The NHIF has been providing services to NYS officers and employees for three years, from April 15, 2021 to April 14, 2022, from April 14, 2022 to April 14, 2023, and from April 15, 2023 to April 14, 2024.

The three-year contract was renewed annually under a government agreement.

During the first annual cycle, which began on April 15, 2021 and ended on April 14, 2022, the premium was paid in full and amounted to Sh6.8 billion.

However, in the second and third years of the contract, Mr Gathecha informed the Treasury PS that the premium had only been partially paid.

“The outstanding premiums for the second and third annual cycles are Sh2.8 billion and Sh6.8 billion respectively, totalling Sh9.8 billion,” the letter said.

“In these circumstances, there are still outstanding claims from the NHIF that need to be settled as soon as possible. We are writing to ask you to make arrangements that will enable us to settle the outstanding premium.”

Although the government had made some payments, a total of 5,584,956,324 shillings remained outstanding.

In a letter dated August 13, 2024, Mr. Wachira warned Mr. Gathecha that if the amount was not paid within seven days, the continuity of service would be compromised.

“The late payment has created financial difficulties for the NHIF as we must continue to meet our contractual obligations to health care providers for the services availed by the beneficiaries of the scheme,” Mr Wachira’s letter said.

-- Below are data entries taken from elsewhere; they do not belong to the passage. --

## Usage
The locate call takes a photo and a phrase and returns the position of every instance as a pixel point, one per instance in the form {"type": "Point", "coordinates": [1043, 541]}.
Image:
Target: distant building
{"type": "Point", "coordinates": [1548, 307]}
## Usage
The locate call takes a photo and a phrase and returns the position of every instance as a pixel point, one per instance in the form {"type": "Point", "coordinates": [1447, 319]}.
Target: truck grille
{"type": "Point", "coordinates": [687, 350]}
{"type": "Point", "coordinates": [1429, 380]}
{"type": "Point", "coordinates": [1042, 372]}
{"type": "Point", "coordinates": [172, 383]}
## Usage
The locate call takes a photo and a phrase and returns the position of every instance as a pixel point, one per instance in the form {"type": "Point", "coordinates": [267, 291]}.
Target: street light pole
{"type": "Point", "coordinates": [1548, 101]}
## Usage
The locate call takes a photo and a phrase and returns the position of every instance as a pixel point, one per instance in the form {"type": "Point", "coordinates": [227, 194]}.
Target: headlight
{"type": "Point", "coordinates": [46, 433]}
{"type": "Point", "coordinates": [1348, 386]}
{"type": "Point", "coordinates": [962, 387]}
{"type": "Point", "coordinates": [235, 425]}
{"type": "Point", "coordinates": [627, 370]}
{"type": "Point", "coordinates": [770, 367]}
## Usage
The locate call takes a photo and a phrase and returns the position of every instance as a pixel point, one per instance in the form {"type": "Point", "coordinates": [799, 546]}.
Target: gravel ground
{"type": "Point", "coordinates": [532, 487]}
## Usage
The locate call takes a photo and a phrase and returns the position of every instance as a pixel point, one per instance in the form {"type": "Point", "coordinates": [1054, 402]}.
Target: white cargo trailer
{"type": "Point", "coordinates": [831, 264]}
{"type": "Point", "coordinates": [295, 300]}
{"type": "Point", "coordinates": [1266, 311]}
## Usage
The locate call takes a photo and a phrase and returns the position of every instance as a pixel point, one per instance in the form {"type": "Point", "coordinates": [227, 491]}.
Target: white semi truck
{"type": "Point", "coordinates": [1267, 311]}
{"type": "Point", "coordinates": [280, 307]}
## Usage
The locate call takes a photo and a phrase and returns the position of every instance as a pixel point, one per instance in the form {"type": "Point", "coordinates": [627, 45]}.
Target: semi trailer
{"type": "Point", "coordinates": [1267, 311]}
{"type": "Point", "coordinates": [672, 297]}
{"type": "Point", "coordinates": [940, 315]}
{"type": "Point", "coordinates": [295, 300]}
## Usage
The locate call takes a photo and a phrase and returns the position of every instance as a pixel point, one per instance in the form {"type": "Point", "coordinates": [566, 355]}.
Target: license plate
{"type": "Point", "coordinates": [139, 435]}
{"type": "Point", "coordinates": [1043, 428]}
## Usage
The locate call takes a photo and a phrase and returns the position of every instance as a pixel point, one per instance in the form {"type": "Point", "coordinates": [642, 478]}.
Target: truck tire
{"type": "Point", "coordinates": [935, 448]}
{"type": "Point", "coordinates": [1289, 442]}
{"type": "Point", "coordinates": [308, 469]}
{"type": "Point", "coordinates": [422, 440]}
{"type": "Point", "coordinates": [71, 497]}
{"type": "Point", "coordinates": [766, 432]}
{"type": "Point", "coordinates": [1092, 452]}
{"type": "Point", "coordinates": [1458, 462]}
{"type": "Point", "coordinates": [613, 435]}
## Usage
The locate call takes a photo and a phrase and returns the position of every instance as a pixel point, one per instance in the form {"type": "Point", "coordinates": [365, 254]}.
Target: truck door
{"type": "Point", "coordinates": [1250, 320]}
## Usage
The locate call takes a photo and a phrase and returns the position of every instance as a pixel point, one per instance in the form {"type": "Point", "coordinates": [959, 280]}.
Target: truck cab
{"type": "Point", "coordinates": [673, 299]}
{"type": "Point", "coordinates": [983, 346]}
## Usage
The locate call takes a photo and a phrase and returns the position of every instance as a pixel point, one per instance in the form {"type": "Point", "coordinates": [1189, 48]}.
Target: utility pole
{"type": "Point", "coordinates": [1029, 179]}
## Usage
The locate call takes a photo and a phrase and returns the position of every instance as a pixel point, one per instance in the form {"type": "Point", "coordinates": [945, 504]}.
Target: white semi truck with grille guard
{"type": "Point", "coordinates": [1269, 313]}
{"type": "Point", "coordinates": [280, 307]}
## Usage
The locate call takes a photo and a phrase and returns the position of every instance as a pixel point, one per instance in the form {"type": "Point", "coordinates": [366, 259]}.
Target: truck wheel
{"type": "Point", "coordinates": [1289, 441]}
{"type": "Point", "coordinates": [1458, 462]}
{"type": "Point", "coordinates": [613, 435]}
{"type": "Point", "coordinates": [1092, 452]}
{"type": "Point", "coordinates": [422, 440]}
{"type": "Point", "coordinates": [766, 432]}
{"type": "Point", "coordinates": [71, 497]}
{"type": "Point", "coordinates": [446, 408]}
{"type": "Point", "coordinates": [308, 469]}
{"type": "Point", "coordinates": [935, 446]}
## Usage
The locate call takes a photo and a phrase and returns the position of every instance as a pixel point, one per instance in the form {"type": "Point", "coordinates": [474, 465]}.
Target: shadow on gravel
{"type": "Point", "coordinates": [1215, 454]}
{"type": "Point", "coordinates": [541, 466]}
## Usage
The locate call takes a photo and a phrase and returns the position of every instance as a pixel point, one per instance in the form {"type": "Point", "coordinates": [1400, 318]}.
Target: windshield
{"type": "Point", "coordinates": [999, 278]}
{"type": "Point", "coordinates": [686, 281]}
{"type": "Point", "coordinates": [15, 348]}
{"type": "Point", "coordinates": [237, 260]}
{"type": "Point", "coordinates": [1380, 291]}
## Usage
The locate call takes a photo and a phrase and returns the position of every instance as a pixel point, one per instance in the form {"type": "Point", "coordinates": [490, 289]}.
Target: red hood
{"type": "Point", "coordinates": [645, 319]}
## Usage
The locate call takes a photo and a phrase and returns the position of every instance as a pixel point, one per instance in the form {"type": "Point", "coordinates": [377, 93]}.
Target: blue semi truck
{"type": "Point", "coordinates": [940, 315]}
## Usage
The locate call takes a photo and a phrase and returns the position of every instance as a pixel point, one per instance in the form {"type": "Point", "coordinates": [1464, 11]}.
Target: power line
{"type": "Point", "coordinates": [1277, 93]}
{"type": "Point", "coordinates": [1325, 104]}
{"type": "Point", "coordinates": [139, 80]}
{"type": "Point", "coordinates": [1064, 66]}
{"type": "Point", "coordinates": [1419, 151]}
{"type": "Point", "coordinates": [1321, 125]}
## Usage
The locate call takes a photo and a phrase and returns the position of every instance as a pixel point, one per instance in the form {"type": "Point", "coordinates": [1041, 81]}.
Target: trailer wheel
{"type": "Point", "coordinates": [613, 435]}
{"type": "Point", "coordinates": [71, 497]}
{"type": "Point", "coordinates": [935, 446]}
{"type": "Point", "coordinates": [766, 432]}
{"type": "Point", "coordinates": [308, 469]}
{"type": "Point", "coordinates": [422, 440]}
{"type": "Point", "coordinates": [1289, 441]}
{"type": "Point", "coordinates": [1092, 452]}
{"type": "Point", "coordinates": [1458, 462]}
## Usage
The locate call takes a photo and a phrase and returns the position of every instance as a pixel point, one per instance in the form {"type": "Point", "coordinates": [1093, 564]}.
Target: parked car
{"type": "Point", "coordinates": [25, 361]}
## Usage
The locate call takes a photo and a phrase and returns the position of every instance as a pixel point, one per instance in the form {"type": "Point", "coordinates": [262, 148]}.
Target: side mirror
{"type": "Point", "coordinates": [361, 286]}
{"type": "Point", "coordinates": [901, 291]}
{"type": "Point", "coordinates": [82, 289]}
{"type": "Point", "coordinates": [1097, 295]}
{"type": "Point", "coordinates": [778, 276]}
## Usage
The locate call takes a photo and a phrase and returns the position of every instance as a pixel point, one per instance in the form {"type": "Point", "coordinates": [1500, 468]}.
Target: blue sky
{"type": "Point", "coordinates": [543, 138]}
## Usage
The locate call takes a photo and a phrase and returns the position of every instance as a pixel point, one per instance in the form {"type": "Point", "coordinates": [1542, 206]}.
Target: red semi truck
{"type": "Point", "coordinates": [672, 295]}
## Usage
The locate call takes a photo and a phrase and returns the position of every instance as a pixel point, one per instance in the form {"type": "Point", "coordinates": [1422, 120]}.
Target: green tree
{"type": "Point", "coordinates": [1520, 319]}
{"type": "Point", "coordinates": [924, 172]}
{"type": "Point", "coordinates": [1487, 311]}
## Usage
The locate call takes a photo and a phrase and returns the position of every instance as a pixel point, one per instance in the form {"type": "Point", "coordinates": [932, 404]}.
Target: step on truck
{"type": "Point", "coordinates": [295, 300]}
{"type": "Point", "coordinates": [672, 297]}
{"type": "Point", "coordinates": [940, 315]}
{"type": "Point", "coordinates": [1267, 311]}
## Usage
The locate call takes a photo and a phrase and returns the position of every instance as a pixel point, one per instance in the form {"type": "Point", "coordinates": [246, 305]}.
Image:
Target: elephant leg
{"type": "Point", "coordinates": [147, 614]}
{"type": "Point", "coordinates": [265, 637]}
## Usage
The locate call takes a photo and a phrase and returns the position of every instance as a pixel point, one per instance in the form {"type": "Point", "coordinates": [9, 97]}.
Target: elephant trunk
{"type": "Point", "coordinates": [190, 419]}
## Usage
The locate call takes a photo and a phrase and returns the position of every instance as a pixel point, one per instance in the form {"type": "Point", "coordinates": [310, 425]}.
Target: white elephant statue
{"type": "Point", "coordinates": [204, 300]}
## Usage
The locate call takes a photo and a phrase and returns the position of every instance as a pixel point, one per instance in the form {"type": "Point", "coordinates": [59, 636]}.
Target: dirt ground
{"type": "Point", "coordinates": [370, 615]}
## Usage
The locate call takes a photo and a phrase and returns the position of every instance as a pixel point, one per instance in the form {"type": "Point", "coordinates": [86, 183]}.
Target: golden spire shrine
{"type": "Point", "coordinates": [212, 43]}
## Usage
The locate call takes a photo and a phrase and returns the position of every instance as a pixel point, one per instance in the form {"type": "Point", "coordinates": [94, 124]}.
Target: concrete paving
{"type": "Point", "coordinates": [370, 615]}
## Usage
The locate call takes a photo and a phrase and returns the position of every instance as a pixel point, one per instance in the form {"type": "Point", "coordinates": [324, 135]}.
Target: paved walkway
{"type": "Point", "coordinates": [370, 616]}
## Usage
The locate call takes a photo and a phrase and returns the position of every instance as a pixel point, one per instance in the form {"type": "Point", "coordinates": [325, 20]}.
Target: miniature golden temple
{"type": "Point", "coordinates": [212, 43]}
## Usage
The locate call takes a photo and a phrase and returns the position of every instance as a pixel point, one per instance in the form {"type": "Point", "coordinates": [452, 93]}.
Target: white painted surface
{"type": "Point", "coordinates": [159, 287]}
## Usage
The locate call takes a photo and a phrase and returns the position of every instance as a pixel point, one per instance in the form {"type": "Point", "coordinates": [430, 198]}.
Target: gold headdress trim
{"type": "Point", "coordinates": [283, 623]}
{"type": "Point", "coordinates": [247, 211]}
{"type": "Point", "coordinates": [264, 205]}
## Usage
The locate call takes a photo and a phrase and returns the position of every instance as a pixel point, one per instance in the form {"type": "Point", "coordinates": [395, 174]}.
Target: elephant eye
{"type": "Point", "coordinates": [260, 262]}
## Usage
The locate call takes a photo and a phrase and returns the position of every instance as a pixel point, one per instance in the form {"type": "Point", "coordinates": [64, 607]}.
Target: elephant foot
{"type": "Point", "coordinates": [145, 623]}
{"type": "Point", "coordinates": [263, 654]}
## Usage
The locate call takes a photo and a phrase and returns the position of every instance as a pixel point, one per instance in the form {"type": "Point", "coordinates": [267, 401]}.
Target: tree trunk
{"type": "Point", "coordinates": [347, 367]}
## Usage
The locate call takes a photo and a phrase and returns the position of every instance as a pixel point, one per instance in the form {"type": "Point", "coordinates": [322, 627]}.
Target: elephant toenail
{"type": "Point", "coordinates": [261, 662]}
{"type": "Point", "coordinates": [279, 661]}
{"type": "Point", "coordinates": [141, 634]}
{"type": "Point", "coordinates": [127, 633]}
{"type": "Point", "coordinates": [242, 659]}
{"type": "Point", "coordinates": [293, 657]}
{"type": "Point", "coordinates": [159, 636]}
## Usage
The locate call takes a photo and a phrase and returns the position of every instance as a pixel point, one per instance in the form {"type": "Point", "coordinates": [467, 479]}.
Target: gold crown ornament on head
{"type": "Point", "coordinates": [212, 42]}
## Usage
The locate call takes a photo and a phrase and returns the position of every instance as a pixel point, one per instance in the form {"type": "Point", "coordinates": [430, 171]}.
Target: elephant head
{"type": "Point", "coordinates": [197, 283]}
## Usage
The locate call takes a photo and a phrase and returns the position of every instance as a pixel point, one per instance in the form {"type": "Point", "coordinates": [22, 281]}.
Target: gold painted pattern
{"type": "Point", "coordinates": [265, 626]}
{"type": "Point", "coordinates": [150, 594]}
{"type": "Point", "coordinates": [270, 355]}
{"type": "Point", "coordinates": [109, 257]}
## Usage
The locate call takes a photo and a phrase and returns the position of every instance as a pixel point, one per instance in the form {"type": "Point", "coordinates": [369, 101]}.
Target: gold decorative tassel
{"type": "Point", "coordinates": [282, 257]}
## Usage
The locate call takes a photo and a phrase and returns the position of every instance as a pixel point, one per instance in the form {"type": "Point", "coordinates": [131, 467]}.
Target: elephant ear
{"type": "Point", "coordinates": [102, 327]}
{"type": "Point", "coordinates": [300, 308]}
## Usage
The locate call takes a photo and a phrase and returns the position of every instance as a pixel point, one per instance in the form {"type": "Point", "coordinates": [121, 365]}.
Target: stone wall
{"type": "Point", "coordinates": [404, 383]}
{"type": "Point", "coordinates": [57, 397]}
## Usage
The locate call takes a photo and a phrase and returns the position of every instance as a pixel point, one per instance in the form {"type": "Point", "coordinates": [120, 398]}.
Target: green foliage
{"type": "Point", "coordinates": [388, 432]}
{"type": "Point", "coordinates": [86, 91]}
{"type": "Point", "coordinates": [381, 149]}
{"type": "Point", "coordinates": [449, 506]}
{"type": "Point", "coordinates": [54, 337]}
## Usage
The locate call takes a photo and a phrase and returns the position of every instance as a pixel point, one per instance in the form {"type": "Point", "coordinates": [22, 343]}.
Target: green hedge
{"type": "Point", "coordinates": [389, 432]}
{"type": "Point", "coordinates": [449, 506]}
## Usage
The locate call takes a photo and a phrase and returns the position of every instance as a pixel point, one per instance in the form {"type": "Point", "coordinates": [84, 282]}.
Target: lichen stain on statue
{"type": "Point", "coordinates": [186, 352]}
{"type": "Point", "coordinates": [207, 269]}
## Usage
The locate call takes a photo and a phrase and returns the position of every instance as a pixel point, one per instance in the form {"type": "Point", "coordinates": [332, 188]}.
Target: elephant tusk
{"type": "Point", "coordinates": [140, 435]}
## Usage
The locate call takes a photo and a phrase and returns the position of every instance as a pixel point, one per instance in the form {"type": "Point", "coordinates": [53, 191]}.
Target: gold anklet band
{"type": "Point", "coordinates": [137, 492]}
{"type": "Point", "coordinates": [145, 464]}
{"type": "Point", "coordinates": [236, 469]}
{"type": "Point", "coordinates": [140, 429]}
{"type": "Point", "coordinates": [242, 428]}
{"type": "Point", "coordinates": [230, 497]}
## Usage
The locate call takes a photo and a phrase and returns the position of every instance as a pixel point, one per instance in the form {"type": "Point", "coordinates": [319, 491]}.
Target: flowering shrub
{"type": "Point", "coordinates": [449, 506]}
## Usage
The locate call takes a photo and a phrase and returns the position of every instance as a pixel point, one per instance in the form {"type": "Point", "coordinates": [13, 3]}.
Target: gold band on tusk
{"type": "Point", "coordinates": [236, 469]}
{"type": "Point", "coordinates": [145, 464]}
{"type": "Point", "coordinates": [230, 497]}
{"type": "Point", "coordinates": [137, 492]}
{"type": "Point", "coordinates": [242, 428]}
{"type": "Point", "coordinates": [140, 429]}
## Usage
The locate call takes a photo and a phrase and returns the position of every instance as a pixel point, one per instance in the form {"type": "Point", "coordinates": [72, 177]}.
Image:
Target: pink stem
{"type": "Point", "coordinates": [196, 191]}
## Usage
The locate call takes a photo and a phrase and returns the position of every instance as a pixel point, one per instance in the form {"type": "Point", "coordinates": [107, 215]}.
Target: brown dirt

“We demand urgent settlement of the outstanding premium amounting to Sh5,584,956,324 within seven days to ensure continuity of services.”

The seven-day period granted by NHIF to settle the fees expired on Monday and Mr Odege confirmed that the government had not remitted the amount.

“No amount was paid to the NHIF, so they terminated the contract,” said Mr Odege.

The UKCS Secretary General wanted to know why the government had not paid the amount, adding that the officials were on their own when it came to their health.

“Civil servants no longer have insurance coverage and their only option is to take out private insurance. We question the logic because if the state has not managed to cover its own workers, will it manage to finance private insurance?” asks Mr Odege.

He also expressed concern that the ongoing transition from the NHIF to the Social Health Insurance Fund (SHIF) does not provide for comprehensive group insurance for the country's civil servants.

“The civil servants were comfortable with the NHIF and the comprehensive group living. Now the government has stopped paying the NHIF so that it can continue to offer these benefits to the workers,” said Mr Odege.

If the officials carry out their threat, it is likely to cause headaches for the government, as teachers are also insisting on not returning to school from Monday.

Given the harsh austerity measures announced by President Ruto following the rejection of the Finance Bill 2024, the government will have a lot of problems.